Which sets the number of times the |fx| parameters are updated. The |joe| fitting proceeds iteratively with interleaved |fx| and |rx| updates, followed by |foce| starting from the final |fx| result returned by |joe|. Setting this limit forces |popy| to stop after a finite number of iterations.

If you miss out 'max_n_main_iterations' it defaults to 50. Another option is as follows:-

.. code-block:: pyml

    FIT_METHODS: 
        - JOE: {max_n_main_iterations: 0}
            
This only updates the |rx| parameters and leaves the |fx| fixed. In |nonmem| this is achieved using the EONLY flag.

Another common setting is the 'CONVERGER' field.
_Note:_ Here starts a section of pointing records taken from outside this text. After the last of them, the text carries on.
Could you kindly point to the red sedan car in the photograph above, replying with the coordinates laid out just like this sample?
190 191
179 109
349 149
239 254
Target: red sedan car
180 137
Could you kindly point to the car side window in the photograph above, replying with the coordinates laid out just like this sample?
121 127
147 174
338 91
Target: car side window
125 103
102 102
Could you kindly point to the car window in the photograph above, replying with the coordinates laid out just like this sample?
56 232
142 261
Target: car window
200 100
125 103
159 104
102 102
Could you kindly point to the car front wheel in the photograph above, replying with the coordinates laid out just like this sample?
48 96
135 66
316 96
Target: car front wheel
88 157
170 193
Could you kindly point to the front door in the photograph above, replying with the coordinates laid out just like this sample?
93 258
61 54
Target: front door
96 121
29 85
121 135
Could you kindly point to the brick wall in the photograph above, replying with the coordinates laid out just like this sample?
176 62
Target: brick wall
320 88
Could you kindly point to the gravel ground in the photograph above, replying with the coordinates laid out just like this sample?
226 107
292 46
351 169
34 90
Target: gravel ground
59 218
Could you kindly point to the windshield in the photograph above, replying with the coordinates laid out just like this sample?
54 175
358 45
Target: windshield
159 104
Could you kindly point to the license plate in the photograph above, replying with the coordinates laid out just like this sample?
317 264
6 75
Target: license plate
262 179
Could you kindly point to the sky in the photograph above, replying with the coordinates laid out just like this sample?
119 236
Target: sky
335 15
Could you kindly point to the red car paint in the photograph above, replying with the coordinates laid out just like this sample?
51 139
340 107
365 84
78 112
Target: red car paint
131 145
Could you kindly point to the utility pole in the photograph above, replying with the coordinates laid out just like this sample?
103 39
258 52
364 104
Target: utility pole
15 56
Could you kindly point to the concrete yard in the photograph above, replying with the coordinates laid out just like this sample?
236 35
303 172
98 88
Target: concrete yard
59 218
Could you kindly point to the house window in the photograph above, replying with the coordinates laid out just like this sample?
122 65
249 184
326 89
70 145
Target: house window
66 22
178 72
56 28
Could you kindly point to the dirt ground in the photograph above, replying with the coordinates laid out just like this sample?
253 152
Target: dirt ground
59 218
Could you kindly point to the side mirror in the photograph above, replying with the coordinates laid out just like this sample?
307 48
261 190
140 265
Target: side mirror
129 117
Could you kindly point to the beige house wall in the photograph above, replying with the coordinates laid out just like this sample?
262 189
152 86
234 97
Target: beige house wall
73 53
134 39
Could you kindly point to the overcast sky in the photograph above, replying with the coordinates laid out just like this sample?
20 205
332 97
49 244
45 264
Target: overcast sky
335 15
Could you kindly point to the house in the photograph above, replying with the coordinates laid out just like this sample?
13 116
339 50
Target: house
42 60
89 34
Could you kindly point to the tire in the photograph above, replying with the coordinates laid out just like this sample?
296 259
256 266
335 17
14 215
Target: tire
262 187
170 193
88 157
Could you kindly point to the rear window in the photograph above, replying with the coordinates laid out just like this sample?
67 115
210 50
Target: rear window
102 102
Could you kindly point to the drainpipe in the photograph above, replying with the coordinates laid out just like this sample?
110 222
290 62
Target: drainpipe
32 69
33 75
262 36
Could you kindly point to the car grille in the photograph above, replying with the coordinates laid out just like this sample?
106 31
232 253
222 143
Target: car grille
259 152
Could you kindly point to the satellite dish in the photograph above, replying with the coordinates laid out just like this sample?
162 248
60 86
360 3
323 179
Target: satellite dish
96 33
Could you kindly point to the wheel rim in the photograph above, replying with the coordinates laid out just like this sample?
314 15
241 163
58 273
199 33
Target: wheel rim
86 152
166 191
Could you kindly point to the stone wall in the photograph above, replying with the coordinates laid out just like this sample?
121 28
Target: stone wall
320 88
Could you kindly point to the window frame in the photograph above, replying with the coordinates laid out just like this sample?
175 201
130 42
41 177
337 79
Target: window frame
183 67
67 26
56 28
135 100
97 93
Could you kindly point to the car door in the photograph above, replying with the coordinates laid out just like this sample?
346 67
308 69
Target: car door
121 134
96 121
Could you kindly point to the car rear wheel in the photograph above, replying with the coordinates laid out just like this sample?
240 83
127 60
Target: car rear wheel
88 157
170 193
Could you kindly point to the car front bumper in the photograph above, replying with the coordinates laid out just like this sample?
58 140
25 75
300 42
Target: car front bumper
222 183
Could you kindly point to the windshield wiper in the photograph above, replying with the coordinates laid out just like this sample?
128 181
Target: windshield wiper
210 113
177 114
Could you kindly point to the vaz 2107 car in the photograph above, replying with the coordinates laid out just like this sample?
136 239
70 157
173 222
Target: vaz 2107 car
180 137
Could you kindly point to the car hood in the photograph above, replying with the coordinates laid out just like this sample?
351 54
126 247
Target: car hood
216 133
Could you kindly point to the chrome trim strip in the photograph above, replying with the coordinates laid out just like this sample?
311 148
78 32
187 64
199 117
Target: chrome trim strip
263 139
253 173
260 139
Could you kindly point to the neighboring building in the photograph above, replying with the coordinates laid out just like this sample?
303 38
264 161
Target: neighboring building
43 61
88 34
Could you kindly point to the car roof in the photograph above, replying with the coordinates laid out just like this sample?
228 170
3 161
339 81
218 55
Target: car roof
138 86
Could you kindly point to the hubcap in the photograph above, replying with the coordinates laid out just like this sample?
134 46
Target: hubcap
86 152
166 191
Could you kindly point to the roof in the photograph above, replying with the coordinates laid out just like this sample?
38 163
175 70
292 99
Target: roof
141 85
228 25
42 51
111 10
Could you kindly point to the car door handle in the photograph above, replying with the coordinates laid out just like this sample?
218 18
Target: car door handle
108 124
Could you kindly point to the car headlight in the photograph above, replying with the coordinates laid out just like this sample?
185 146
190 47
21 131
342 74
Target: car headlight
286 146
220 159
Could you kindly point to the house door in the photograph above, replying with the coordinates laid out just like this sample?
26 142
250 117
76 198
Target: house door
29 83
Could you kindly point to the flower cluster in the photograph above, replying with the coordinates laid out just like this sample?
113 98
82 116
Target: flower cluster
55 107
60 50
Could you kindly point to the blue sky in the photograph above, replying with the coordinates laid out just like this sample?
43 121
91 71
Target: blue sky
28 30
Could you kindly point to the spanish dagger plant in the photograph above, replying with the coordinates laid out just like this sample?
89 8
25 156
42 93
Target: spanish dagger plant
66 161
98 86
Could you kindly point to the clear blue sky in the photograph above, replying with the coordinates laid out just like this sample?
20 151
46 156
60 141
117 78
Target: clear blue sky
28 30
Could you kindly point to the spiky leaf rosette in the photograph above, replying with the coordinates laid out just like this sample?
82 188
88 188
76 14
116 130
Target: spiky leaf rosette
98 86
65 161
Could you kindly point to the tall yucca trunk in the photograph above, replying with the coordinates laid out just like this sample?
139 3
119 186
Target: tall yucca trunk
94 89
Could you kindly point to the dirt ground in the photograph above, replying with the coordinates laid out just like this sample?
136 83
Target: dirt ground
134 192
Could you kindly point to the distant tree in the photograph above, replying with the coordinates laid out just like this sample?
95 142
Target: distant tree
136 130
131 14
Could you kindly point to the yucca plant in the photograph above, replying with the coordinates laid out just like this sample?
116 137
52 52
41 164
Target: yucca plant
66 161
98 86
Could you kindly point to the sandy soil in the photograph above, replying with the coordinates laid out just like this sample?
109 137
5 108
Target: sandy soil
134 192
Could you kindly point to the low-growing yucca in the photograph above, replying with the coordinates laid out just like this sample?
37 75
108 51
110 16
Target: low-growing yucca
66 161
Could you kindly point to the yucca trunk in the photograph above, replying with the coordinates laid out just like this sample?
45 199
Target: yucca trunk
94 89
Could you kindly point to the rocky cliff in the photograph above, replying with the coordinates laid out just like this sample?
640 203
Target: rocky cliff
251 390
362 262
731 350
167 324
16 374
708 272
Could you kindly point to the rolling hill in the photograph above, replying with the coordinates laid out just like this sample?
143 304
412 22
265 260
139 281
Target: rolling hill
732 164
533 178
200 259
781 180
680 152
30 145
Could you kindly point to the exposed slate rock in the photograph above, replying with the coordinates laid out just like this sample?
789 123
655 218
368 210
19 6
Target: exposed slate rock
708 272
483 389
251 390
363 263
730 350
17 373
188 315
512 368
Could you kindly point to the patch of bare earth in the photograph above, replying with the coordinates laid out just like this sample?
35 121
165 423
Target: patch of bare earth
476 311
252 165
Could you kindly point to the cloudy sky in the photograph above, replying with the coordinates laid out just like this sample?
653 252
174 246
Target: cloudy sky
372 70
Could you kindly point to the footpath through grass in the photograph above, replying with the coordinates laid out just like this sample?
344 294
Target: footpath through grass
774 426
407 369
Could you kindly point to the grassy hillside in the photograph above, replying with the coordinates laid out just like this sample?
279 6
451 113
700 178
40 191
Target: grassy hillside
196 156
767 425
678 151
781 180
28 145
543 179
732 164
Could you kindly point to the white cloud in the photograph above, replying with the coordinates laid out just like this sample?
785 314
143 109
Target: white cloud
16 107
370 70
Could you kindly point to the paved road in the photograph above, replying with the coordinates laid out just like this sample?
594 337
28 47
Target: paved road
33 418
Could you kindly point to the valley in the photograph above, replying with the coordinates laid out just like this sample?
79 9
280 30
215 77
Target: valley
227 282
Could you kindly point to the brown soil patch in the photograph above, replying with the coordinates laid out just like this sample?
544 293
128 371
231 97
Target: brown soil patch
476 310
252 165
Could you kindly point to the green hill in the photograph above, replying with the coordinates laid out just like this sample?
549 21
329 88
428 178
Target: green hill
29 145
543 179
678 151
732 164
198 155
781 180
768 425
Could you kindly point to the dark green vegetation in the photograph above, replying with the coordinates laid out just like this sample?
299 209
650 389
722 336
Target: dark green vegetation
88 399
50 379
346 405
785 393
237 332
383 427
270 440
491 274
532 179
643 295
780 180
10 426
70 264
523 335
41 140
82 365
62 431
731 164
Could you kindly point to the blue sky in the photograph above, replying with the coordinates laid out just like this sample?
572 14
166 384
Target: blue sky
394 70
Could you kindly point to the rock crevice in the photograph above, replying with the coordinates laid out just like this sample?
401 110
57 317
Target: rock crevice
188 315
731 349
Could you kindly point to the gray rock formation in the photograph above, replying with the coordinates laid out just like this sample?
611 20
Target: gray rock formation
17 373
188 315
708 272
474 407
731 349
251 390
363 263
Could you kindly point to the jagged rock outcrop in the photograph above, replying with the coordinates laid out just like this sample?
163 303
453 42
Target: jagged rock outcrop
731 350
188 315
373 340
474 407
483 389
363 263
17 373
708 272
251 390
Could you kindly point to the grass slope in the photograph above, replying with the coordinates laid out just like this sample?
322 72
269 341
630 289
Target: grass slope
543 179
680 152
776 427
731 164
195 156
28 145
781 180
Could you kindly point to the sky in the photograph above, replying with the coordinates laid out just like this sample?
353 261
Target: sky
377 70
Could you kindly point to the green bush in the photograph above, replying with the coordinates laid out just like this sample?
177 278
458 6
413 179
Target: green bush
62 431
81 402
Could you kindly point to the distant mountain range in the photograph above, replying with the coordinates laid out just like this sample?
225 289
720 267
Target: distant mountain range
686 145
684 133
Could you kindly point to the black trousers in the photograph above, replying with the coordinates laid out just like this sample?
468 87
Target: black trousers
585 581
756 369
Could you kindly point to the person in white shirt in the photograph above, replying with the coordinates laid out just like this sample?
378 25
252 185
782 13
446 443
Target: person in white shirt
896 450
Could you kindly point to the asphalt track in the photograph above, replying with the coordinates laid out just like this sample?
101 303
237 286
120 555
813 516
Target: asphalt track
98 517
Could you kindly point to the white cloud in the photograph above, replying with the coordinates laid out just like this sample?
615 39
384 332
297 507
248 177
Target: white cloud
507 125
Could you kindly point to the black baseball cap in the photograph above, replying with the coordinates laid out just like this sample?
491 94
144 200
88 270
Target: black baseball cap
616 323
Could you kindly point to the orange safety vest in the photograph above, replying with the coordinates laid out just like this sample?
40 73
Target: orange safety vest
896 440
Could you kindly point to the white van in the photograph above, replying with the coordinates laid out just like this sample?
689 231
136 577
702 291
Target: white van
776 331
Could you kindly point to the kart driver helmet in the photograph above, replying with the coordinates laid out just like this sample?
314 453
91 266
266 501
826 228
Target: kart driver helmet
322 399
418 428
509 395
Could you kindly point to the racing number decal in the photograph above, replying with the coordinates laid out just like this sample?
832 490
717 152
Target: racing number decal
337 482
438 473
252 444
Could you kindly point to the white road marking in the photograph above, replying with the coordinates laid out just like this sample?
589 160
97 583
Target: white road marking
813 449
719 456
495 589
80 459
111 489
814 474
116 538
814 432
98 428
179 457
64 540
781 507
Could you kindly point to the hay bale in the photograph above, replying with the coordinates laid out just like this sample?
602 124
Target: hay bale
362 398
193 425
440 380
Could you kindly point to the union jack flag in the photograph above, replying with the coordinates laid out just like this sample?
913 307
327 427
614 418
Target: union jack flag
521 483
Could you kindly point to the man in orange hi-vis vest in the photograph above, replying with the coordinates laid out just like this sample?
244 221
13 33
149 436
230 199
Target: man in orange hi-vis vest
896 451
There are three possible settings:-

* NONE - no convergence termination - estimation stops when 'max_n_main_iterations' is reached
* OBJ_INC - terminate convergence if the |objv| increases 
* OBJ_SIM - terminate convergence if the |objv| is similar between iterations

These settings decide when a :ref:`fit_script` will return the final |fx| estimates.

The default setting for |joe| and |foce| fitting is 'OBJ_INC', hence:-

.. code-block:: pyml

    FIT_METHODS: 
        - JOE: 
            max_n_main_iterations: 100
        - FOCE: 
            max_n_main_iterations: 100
        
Is the same as:-

.. code-block:: pyml

    FIT_METHODS: 
        - JOE: 
            max_n_main_iterations: 100     
            CONVERGER: {OBJ_INC: {}}
        - FOCE: 
            max_n_main_iterations: 100     
            CONVERGER: {OBJ_INC: {}}
            
And the fit estimation will stop as soon as any iteration increases the |objv|. To allow the |objv| to increase during fitting, |ie| if the likelihood gets worse between iterations, but you wish the search to continue, use:-

.. code-block:: pyml

    FIT_METHODS: 
        - JOE: 
            max_n_main_iterations: 100     
            CONVERGER: {OBJ_SIM: {}}
        - FOCE: 
            max_n_main_iterations: 100     
            CONVERGER: {OBJ_SIM: {}}
  
Here 'OBJ_SIM' will terminate the estimation when two consecutive iterations return similar objective values (within a relative tolerance of 1e-06).
  
Note that when fitting complex models the |objv| usually decreases at each iteration, but occasionally increases. This is due to fact that |fx| and |rx| are optimised separately. Separate optimisation is necessary for computational efficiency. However optimising components of the likelihood independently can mean the combined |objv| increases. The 'OBJ_SIM' option above is designed to allow the search to continue in these cases.